Our Work Will Flourish When We Consistently Help Others

Our Work Will Flourish When We Consistently Help Others

So much of my growth as a writer has happened in the context of community. For years I tried to figure things out on my own, attending writing conferences and reading books to learn about the publishing world. This was during the 1990s, in the earliest days of the Internet, when websites were static pages and “You’ve Got Mail” was music to our ears.

After years of slogging away on my own, my writing started to flourish when I found people online who, like me, were trying to figure out the writing life. Blogging gained traction and we recommended writers on our blogrolls or we’d click through to visit people via link parties and blog hops. Whether we could voice it at the time or not, I suspect we all sought some level of support and connection and found ourselves delighted to discover it right at our fingertips.

We published stories, reflections, and personal essays,  and we took time to read each other’s work. We slipped into comment boxes to respond to someone’s words. We would find inspiration to write on a similar theme and point back to the original source so readers could find more writers and dig even deeper into a topic.

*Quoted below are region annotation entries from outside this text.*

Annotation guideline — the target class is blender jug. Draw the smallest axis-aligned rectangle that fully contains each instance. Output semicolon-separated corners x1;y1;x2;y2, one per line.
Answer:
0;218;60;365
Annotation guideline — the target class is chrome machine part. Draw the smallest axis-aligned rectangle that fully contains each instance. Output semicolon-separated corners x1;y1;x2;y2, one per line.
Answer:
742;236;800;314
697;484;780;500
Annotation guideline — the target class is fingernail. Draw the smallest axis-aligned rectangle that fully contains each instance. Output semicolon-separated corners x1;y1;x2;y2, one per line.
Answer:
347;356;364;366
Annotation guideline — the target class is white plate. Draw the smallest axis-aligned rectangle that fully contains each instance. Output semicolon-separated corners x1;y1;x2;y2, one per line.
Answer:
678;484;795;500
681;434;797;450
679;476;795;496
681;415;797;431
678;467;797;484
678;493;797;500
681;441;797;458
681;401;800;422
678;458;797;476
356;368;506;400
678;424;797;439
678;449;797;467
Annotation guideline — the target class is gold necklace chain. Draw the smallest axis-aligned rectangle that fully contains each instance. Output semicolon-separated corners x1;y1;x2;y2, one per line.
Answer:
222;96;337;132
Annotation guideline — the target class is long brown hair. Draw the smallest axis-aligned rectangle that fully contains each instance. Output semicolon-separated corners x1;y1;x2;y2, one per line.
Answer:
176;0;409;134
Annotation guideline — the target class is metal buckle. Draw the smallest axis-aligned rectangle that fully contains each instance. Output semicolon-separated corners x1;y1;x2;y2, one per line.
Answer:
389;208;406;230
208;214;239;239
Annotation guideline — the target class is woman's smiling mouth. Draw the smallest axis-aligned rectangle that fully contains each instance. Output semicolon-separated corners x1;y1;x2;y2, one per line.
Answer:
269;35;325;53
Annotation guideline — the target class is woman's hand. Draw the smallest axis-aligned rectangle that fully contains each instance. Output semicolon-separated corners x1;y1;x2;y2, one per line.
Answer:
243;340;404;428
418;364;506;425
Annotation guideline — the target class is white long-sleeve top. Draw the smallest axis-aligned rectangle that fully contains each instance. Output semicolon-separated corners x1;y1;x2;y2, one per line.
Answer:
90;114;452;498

We promoted each other, shared resources, celebrated successes, and commiserated when needed. We consistently helped and applauded each other. In so doing, I suspect many of us began to view ourselves and our own work as a writer with more joy and excitement, living out what Louise DeSalvo expressed so well in her book The Art of Slow Writing:

I believe that our own work will flourish if we find the support we need, but also if we consistently help other writers throughout our writing lives. And not only because we can then count on a coterie of people to give us help when we need it, but also because if we’re not generous to others, we can’t possibly be generous to ourselves. (p. 110)

The Internet looks a bit different than it did when I was mingling with fellow bloggers in our online spaces. Blogging communities exist, but they seem a bit different than in those early days. Collaborative blogs offer a way to connect, as do Facebook groups and organizations that encourage and nurture rich discussion in their comment threads. We can still find each other. We can still encourage one another. We can still commiserate, celebrate, and connect. We can be generous in countless ways.

Join someone’s book launch team or a Facebook group for writers. Find a collaborative blog and regularly visit to read, encourage, and support the writers in that space. Share the link to an essay contest with the people in your writing group. Recommend a writer to an editor or agent.

However we go about it, this principle seems like the best way to approach our writing lives: help other writers in any way we can. When we do what we can to encourage and support others, as DeSalvo says, we’ll likely find the support we’re hoping for as well.

 

"I believe that our own work will flourish if we find the support we need, but also if we consistently help other writers throughout our writing lives." - Louise DeSalvo, The Art of Slow Writing (via Ann Kroeker, Writing Coach)

Source: DeSalvo, Louise. The Art of Slow Writing: Reflections on Time, Craft, and Creativity. New York: St. Martin’s Griffin, 2014. Print. [p. 110]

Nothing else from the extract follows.